Part of establishing your investment group may include choosing a business structure type. Among the options available, you may strongly consider choosing to form as a partnership or as a limited liability company.
Understanding some of the advantages and downsides of structuring as a partnership or as an LLC may help your investment group choose the right formation type.
Structuring as a partnership
If your investment group has more than two members, you may choose to structure it as a partnership. According to the Small Business Administration, structuring as a partnership may benefit professional groups such as yours, as well as those who want to test their businesses before formally structuring. You may structure as a limited liability partnership, which protects you and other group members from debts against the partnership.

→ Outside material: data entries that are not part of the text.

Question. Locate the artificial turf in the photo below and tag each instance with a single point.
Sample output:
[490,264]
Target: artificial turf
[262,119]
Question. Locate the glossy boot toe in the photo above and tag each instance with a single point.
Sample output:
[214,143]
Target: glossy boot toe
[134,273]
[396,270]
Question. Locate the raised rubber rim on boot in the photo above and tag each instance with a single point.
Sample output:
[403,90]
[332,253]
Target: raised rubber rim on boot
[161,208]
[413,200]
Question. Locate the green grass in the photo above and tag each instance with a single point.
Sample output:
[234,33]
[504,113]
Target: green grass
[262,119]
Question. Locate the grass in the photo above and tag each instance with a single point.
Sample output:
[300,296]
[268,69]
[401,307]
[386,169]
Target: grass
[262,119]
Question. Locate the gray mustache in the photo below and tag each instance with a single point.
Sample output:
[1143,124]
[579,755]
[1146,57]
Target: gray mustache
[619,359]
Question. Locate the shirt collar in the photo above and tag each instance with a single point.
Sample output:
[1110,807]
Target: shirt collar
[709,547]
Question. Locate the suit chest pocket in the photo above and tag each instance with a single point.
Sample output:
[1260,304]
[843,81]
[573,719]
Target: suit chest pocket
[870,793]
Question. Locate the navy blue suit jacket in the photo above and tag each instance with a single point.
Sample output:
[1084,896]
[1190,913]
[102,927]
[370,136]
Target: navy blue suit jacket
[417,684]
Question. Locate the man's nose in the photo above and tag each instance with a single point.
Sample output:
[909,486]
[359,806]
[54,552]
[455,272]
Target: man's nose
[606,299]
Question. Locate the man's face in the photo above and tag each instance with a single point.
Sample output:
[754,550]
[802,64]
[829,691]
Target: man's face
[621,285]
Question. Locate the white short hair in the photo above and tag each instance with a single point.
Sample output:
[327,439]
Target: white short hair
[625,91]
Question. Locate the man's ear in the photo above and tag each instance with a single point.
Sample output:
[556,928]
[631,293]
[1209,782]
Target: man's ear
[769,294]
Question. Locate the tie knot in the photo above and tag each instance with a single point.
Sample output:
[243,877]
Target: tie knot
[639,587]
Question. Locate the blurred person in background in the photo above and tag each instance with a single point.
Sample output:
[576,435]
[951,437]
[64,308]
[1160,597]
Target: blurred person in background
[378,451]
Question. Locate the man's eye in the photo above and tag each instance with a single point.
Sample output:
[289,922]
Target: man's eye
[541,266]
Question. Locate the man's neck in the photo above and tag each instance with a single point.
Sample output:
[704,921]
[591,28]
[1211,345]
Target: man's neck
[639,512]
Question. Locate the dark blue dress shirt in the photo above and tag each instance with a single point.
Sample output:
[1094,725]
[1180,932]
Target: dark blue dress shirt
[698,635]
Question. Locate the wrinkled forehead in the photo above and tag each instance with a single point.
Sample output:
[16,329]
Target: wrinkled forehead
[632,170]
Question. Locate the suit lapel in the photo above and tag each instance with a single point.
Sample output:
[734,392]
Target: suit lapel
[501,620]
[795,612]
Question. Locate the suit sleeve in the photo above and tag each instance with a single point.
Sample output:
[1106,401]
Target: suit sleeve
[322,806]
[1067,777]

Alternatively, you may choose to structure as a limited partnership. In a limited partnership, a general partner has unlimited liability for the business’s debts, while the other partners have limited liability protection.
Structuring as an LLC
You may also consider forming an LLC for your investment group. With this structure type, you may not face corporate taxes. Rather, your group’s profits and losses pass through to your and the other members’ personal income. As a member, or owner, of an LLC, you have limited liability protection. Therefore, your personal assets remain separate from your business assets, and you may not risk losing personal property such as your home or vehicle in the event your LLC faces lawsuits or must file for bankruptcy.
Ultimately, you and the other members of your investment group must consider your current circumstances, as well as your future plans to choose the structure type most suited for your needs.